Momentum itu bertemu peluang. Salah satu rekan mereka bekerja di penerbit indie yang memang tengah mencari naskah komedi. Dengan latar belakang di komunitas Stand Up Indo Banjarmasin serta kebiasaan bersiniar di Podcast Jarang ketemu, Agung dan kawan-kawan akhirnya sepakat menulis buku.
Tiga Puluh Cerita, Tiga Warna
Format kumpulan cerpen dipilih karena dianggap lebih ringan untuk penulis pemula. “Aku modalnya dari nulis naskah film, Fikri pernah beberapa kali nulis di Wattpad, dan Egar rutin nulis cerita pendek di medsos,” kata Agung.
Dalam Al-Kisah, masing-masing menyumbang sepuluh cerita. Proses kreatif pun berjalan sendiri-sendiri. “Jawaban diplomatisnya supaya tidak merusak gaya tulisan. Jawaban aslinya: menulis itu menguras energi, jadi ketimbang mencampuri tulisan orang lain, kami bertarung dengan tulisan kami masing-masing,” ujarnya.
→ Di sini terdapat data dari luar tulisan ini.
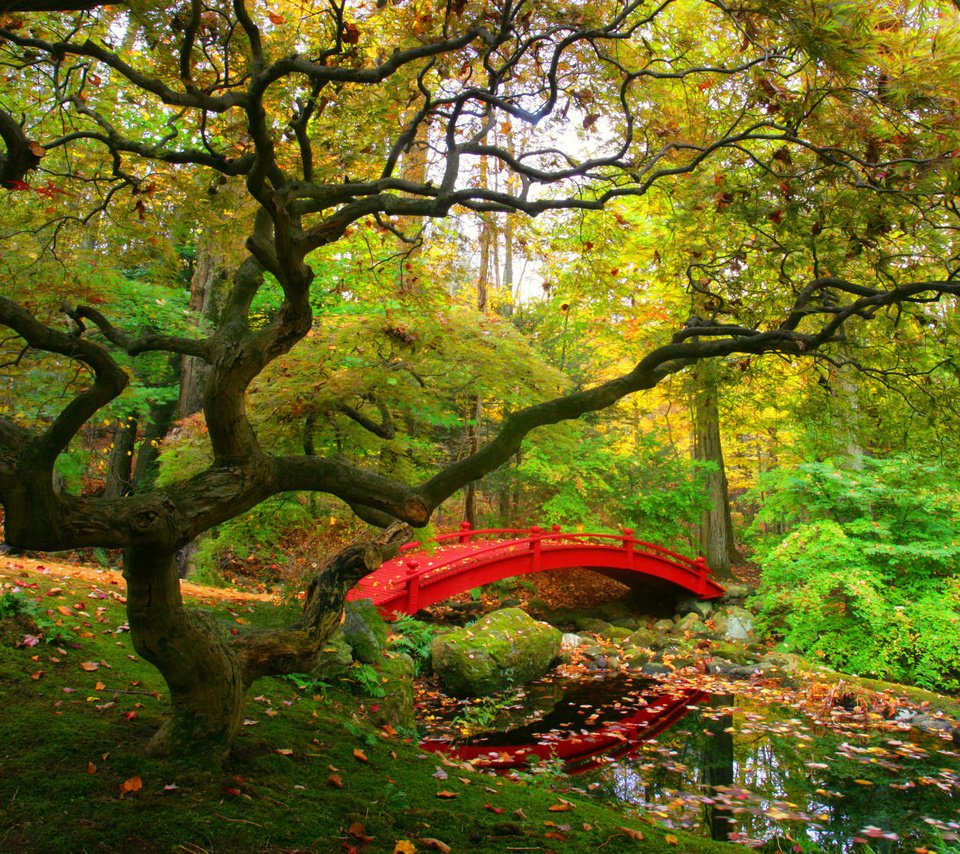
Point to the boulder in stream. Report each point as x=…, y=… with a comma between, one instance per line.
x=502, y=649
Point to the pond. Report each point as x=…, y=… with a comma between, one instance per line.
x=735, y=766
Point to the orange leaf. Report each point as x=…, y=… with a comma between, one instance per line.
x=134, y=784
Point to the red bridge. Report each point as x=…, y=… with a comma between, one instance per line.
x=468, y=558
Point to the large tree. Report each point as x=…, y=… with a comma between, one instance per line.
x=120, y=112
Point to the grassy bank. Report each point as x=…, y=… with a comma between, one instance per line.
x=309, y=774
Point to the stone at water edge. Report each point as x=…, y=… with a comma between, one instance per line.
x=690, y=605
x=335, y=657
x=397, y=681
x=365, y=630
x=502, y=649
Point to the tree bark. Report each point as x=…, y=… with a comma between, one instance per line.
x=716, y=527
x=206, y=297
x=120, y=466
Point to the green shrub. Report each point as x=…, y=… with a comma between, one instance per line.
x=872, y=586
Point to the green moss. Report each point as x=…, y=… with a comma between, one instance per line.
x=502, y=649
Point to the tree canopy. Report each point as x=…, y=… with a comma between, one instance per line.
x=791, y=166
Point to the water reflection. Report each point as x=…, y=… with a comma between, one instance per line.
x=730, y=767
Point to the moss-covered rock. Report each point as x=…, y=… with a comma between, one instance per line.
x=504, y=648
x=335, y=657
x=396, y=679
x=365, y=630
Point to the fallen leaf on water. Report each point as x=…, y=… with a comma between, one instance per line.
x=359, y=832
x=133, y=784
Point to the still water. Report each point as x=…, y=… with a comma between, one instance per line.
x=734, y=766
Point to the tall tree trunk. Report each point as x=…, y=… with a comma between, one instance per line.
x=203, y=673
x=716, y=527
x=120, y=465
x=846, y=405
x=206, y=295
x=208, y=670
x=159, y=422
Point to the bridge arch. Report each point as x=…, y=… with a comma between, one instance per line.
x=470, y=558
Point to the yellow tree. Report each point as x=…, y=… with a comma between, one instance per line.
x=309, y=112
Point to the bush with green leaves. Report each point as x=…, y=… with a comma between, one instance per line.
x=868, y=579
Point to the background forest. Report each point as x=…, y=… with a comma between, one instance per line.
x=834, y=471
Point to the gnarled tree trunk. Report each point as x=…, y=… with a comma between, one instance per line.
x=208, y=670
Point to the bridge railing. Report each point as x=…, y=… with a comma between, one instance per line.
x=535, y=538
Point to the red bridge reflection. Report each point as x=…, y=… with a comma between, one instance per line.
x=587, y=732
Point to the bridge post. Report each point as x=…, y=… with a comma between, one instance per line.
x=628, y=542
x=536, y=533
x=413, y=587
x=700, y=562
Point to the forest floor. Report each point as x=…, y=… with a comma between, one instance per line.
x=310, y=773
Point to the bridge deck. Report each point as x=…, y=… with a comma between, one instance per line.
x=469, y=558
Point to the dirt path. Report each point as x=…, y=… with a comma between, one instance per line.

Meski sebagian ide besar datang dari keresahan di stand up, menurut Agung, komedi di atas panggung tetap harus diolah ulang agar terasa runut ketika dibaca. “Kalau unggulan mungkin beberapa ceritanya Egar. Kami juga nggak menyangka tulisan Egar paling lucu di antara kami,” katanya.
Harapan dan Rencana
Bagi mereka, Al-Kisah bukan hanya upaya menghibur, tapi juga pengingat personal. “Harapannya yang membaca bisa terhibur. Buat kami yang nulis juga sebagai bahan mengingat cerita-cerita hidup kami, dan kalau ada yang bisa dipetik, alhamdulillah,” ucap Agung.
Proses penerbitan memang ditangani penerbit, tapi konsep, visual, dan deadline tetap mereka atur. “Harapannya pembaca bisa menikmati tulisan kami, bahkan ejek aja kalau merasa kurang puas. Penulis dengan tulisan kurang oke ini aja PD buat nerbitin buku,” katanya.
Ke depan, mereka sempat berencana menjadikan Al-Kisah proyek tahunan, meski untuk saat ini masih sebatas obrolan nongkrong. “Susah ya ternyata jualan buku. Jadi harapan paling besar ya semoga laris manis,” tambah Agung.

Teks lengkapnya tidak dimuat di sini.